No relatório da Sessão Botânica feita após a expedição, Freire Alemão lamenta "o nosso modo bárbaro de cultivar a terra" e o fato de não restar "senão a lembrança" das florestas da Serra Grande. Muito antes do que se imagina, intelectuais brasileiros se debruçaram na questão ambiental e nos efeitos da devastação já no século XIX, apesar dessa discussão não ter chegado a frear a perda de boa parte da fauna e flora nativas do Brasil.
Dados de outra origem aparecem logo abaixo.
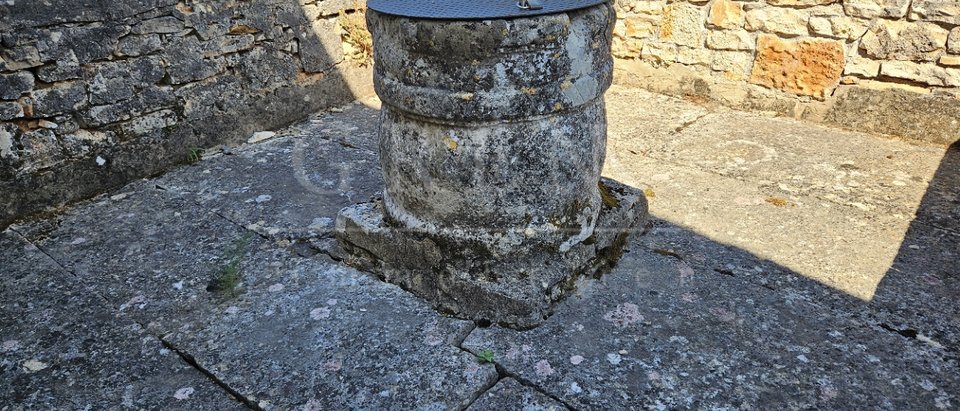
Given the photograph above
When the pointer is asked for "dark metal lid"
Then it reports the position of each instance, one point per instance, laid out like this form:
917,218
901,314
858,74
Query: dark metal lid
476,9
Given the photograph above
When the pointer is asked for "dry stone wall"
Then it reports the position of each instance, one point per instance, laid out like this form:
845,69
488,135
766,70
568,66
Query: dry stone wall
96,93
889,66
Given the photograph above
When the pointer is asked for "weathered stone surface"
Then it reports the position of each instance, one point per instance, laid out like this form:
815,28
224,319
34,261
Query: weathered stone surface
682,24
926,73
62,348
238,67
944,11
862,67
88,43
12,86
138,45
839,27
635,340
790,22
115,81
801,3
472,284
66,67
450,137
876,8
185,62
730,40
659,52
950,61
900,40
59,98
10,110
636,27
806,67
725,14
953,41
735,64
931,118
160,25
298,332
317,44
291,188
510,394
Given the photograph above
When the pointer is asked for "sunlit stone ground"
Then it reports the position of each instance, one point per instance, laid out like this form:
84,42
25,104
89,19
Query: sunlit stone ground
787,266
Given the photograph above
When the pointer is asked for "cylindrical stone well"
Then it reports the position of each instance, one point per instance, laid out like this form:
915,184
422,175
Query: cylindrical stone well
493,131
492,137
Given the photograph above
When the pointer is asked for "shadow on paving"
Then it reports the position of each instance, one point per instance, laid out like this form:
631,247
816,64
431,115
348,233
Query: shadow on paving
682,322
686,322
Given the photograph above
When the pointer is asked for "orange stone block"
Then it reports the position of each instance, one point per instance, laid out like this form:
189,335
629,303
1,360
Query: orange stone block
725,14
805,67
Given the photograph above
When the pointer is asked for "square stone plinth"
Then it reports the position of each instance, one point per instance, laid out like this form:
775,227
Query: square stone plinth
516,291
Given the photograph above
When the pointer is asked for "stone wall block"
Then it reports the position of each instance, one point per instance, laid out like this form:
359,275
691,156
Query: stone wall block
144,101
788,22
725,14
59,98
730,40
320,46
87,43
901,40
66,67
113,81
638,27
869,9
138,45
185,62
10,110
735,65
694,56
838,27
952,61
657,52
926,73
953,41
944,11
862,67
12,86
804,67
168,24
801,3
683,25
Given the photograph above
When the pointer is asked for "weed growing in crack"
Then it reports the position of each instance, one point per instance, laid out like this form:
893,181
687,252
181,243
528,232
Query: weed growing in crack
228,277
485,357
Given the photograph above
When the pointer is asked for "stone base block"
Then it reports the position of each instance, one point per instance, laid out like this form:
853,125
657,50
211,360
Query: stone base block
517,291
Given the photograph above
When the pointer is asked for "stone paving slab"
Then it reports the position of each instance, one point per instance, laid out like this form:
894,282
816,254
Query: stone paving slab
785,156
292,186
60,348
747,302
509,394
900,268
656,334
299,332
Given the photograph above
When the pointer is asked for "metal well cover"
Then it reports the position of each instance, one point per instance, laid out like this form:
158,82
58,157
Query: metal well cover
476,9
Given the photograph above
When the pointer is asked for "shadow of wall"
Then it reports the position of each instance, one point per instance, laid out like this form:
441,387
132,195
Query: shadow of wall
923,284
98,93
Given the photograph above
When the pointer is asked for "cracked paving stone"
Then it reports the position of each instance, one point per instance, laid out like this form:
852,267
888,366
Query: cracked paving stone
60,348
655,333
298,332
293,185
509,394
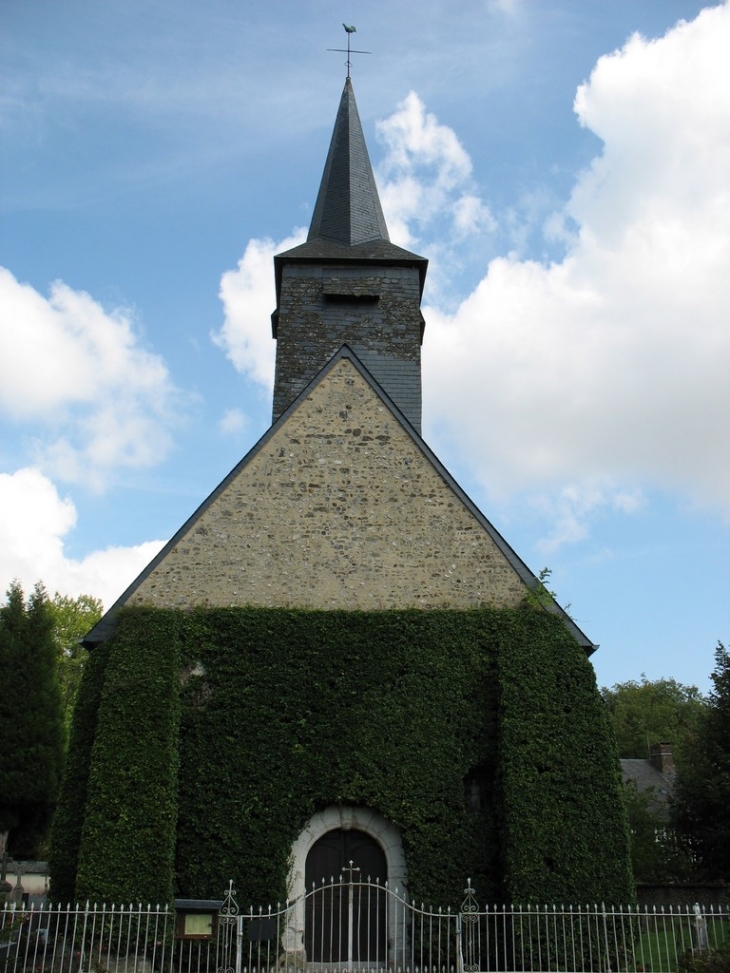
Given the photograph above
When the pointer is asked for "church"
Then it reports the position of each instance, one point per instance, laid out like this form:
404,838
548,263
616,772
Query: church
337,658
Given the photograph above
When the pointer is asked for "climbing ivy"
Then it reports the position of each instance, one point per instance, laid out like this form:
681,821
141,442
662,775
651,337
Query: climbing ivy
479,734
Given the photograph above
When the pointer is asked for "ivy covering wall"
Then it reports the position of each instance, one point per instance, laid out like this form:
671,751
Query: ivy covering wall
480,735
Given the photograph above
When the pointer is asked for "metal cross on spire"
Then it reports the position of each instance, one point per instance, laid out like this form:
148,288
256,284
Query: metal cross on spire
349,30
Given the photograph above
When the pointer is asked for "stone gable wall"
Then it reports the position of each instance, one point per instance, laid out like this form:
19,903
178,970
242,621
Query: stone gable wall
338,509
373,309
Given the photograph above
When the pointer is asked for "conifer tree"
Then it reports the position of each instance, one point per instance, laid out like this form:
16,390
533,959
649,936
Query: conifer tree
31,720
702,788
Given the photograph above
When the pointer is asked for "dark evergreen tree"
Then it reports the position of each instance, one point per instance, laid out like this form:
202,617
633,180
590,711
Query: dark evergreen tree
72,619
702,789
31,720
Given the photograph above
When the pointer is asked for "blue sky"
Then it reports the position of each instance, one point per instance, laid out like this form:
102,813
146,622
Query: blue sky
563,165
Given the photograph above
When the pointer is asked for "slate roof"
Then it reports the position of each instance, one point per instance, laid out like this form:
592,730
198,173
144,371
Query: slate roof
104,628
647,779
348,222
348,208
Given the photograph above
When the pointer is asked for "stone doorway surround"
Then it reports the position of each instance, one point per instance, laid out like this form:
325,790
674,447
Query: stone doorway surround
347,818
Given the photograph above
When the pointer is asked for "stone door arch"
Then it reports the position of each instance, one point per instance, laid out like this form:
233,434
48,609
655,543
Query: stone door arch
341,818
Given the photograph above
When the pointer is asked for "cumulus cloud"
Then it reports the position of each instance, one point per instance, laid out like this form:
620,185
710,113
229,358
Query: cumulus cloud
586,382
249,297
233,422
610,366
425,174
75,376
34,521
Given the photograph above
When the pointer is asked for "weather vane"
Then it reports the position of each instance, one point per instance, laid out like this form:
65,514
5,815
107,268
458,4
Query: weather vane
348,30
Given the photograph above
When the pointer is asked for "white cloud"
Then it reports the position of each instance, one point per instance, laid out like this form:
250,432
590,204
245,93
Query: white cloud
249,297
611,365
426,174
233,422
34,520
76,376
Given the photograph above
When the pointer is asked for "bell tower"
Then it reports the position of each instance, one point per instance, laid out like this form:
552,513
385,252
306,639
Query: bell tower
348,284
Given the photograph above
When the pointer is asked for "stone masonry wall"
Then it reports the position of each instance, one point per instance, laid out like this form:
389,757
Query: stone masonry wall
338,509
372,308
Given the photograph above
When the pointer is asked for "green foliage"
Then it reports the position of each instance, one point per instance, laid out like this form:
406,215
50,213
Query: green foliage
31,724
72,619
479,734
128,836
652,711
69,816
702,786
657,854
565,835
705,961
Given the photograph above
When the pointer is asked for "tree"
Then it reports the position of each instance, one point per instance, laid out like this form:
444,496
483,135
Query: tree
702,786
31,720
72,619
652,711
657,855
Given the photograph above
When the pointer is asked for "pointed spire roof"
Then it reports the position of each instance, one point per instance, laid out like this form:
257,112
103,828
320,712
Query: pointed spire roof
348,208
348,222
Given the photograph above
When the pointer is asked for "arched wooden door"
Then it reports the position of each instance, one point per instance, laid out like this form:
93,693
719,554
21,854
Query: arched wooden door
328,909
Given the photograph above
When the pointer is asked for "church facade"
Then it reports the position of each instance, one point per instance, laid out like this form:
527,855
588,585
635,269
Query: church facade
337,656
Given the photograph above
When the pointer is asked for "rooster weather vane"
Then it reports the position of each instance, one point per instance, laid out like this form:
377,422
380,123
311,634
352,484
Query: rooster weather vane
349,30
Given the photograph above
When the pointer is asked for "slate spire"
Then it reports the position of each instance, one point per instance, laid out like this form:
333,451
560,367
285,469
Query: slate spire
348,208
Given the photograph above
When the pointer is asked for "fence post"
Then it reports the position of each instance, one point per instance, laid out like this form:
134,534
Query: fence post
469,910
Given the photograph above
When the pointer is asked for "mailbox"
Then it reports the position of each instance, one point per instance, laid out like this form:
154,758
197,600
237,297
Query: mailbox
197,918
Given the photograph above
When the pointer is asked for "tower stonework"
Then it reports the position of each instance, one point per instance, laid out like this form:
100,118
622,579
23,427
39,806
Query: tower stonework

"A Comissão Científica acontece num momento histórico de focalização de debates sobre os efeitos da ação humana no ambiente, discussões que intelectuais como Freire Alemão e Guilherme Capanema já vinham fazendo anteriormente", coloca José Augusto Pádua, professor do Departamento de História da Universidade Federal do Rio de Janeiro (UFRJ).
Interlocução
O historiador destaca também os escritos de dois cearenses. O primeiro teve uma profunda interlocução com os "científicos": Tomás Pompeu de Sousa Brasil, o Senador Pompeu. "O Tomás Pompeu é quem promove a discussão com esses viajantes no Ceará, recebe-os em casa, então é possível imaginar que eles tenham discutido questões relacionadas à degradação ambiental", comenta. O segundo, já no século XX, é o agrônomo e professor da Universidade Federal do Ceará (UFC), Renato Braga, que produziu o primeiro grande trabalho sobre a Comissão Científica. "O Renato Braga conseguiu acesso a uma documentação ainda hoje de difícil acesso e o livro é uma leitura saborosa. Ele dá uma ideia do que foi a Comissão e das preocupações que norteavam a viagem exploratória".
Apesar de ter na prática da monocultura e da pecuária extensiva a principal fonte de devastação dos recursos naturais existentes no Brasil desde a Colônia, José Augusto Pádua identifica, no século XIX, preocupações ambientais distintas de acordo com a ecologia de cada região. "Na Bahia, por exemplo, percebe-se uma preocupação com a indústria madeireira e o combate às queimadas. Na Amazônia, é a questão do extrativismo vegetal e animal de espécies como a copaíba e o peixe boi. Já no Ceará, a discussão será centrada na relação entre a perda de florestas naturais e as mudanças no clima decorrentes dessa intervenção do elemento humano, algo extremamente atual em nossos dias. Inclusive, o Senador Pompeu escreve sobre a influência da ação do homem sobre o clima falando que a atmosfera é um ´campo suscetível de cultura´", destaca o historiador.
Discurso x prática
Mas, mesmo a existência de um pensamento sólido no Brasil oitocentista em relação a questões ambientais não foi suficiente para conter o avanço de práticas predatórias e de alterações do meio. "Naquele período, não havia uma sociedade civil organizada nem canais de difusão, como acontece hoje. Então esse debate fica num plano intelectual, desses cientistas se dirigindo ao Estado. Mas da mesma forma tínhamos um Estado limitado em termos de capacidade de ação. Eles também tentavam dialogar com os próprios fazendeiros, mas estes tinham práticas arraigadas, numa visão de curto prazo e ganho imediato que não é difícil encontrar em nossos dias".
Na visão do especialista em história e política ambiental, a experiência e o legado da Comissão Científica são relevantes para pensar numa discussão ambiental que ajuda a pensar o próprio Brasil. "É importante frisar que os debates que esses intelectuais promoveram não tratavam o ambiente como algo a parte, um apêndice, mas fazem uma relação importante com os problemas econômicos e sociais do período, mostrando que o desflorestamento pode levar a processos de desertificação, alterações no clima, inutilização das terras".